01 The problem
Chat exports are memoirs. You cannot pipe one into an LLM and ask for a portfolio page.
I had three projects I wanted on this site. I also had about a year of Claude chat history to draw from. The natural move was to point a model at the whole export and ask for a writeup. I tried it. The first draft referenced my grandmother, the neighborhood I grew up in, a specific employer, and a handful of email threads that had nothing to do with the project.
The issue is structural. A Claude export is a single JSON file containing every conversation you have ever had. Code help sits next to tax questions. A deployment log sits next to a note about a family member in the hospital. The model does not know which parts are safe to republish because nothing in the export tells it.

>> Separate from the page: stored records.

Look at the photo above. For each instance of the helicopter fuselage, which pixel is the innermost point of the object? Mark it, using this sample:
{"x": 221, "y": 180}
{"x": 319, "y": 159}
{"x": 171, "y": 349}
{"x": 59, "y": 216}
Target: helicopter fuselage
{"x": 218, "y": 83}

So I stopped trying to make the generation safer and started building the thing that sits in front of it.
02 The approach
I wanted a single rule at the top of the skill: the raw chat export never leaves the machine. Everything downstream has to be compatible with that.

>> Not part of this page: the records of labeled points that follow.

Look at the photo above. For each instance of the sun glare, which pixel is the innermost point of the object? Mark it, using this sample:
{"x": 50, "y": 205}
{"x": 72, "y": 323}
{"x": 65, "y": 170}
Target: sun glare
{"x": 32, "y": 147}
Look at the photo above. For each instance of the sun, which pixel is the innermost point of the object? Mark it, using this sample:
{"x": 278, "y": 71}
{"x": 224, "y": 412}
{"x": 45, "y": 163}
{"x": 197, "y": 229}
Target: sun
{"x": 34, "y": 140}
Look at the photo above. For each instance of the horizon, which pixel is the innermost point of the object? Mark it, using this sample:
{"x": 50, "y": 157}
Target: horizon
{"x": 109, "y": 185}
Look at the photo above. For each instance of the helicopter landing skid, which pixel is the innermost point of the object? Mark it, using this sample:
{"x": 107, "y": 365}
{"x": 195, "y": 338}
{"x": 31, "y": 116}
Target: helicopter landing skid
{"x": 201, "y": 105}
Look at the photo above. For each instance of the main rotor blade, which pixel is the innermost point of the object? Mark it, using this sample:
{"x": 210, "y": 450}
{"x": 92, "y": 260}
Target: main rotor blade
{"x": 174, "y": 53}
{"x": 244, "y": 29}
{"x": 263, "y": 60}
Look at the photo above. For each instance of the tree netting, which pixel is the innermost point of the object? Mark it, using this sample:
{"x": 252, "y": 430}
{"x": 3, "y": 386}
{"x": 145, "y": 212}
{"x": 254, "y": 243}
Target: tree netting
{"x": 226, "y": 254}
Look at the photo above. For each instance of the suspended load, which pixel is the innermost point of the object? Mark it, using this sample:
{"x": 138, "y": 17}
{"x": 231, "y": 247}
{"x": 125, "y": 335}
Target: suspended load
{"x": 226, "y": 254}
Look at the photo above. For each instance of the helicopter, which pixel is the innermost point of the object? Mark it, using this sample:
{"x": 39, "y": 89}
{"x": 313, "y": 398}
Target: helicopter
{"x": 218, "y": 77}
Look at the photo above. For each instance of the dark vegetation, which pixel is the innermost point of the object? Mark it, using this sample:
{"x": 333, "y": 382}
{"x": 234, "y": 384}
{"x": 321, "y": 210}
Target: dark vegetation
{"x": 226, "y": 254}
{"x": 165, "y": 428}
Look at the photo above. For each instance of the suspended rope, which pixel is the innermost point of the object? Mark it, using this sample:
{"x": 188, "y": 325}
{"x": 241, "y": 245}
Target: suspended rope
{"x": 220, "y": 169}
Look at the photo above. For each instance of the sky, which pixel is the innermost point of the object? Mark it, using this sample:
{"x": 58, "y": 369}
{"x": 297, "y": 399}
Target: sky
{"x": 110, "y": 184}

One layer of defense is a promise. Five layers is a posture. Each layer assumes the one before it missed something.
Layer 1 throws away whole conversations that do not look like project work. Most of the export is not about code. Dropping those chats early is the cheapest and largest win, and it narrows what later passes have to reason about.
Layer 2 runs Presidio and a bank of regexes over what survives. Names, emails, phone numbers, street addresses, API tokens, local filesystem paths. Relational terms too: spouse, grandmother, colleague. Those often matter more than the proper nouns, and named entity recognition misses them.

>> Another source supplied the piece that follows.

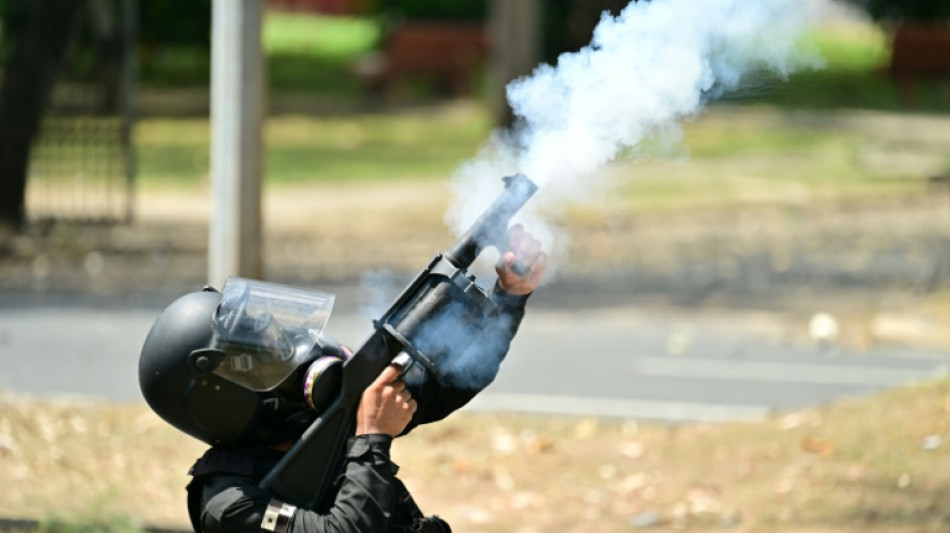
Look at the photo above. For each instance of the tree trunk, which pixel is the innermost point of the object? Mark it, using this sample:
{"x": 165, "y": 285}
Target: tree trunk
{"x": 30, "y": 75}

Layer 3 is the user’s config file. An allowlist for things to preserve verbatim (apazos, Claude, Presidio). A blocklist for things to hard-redact even if the earlier passes missed them. Blocklist wins.
Layer 4 is a human. The CLI produces a report and exits. You re-run with --confirm after you have read it. There is no way to skip this step.
Layer 5 runs the whole entity pass a second time, but on the LLM’s output. Models recombine fragments in surprising ways. This layer catches regressions.
03 The build
Python, Presidio, spaCy’s en_core_web_lg, a YAML config loader, pytest. About a thousand lines once the test suite settled. One CLI binary with two modes: scrub a transcript, or scan an article.
The test suite came before the wiring. I wrote a synthetic chat export with planted PII across every category I could think of, and an expected scrubbed transcript next to it. Every layer got its own test before it was allowed into the pipeline. When a real export later surfaced a category I had not planted, that went into the fixtures and the test ran again.
The hardest bug was not a bug in the code. It was a false sense of safety. The first version of Layer 2 caught proper nouns beautifully and missed relational terms completely. A draft came back clean of names and full of my grandmother, my wife, my boss. The fix was a hard-coded list of relational tokens, each mapped to a role replacement. Cheap. Obvious in hindsight. Named entity recognition is not the same as implicit entity recognition.
The CLI is the shape it is because of Layer 4. Scrubbing produces a report and exits zero without writing a transcript. You read the report. You re-run with --confirm. This is a small amount of friction and it was the right amount. Auto-confirm was on the table. I took it off.
04 The outcome
The skill shipped. It sits in ~/.claude/skills/case-study-builder on my machine. I have used it to generate three drafts so far. Two are already on this site. The third is the page you are reading.
The draft still needs editing. The template sets the shape, redaction keeps it safe, but the voice always needs a human pass. I do not mind. Editing a structured draft is an hour of work. Starting from a blank page and a chat export is a week of work that I would never actually do.
The lesson I take from this one is about where safety lives. The instinct with an LLM is to fix leaks at the prompt. The cheaper move is to fix them at the input boundary, and to make the boundary impossible to skip. The model is not the part of the system you should be asking to be careful.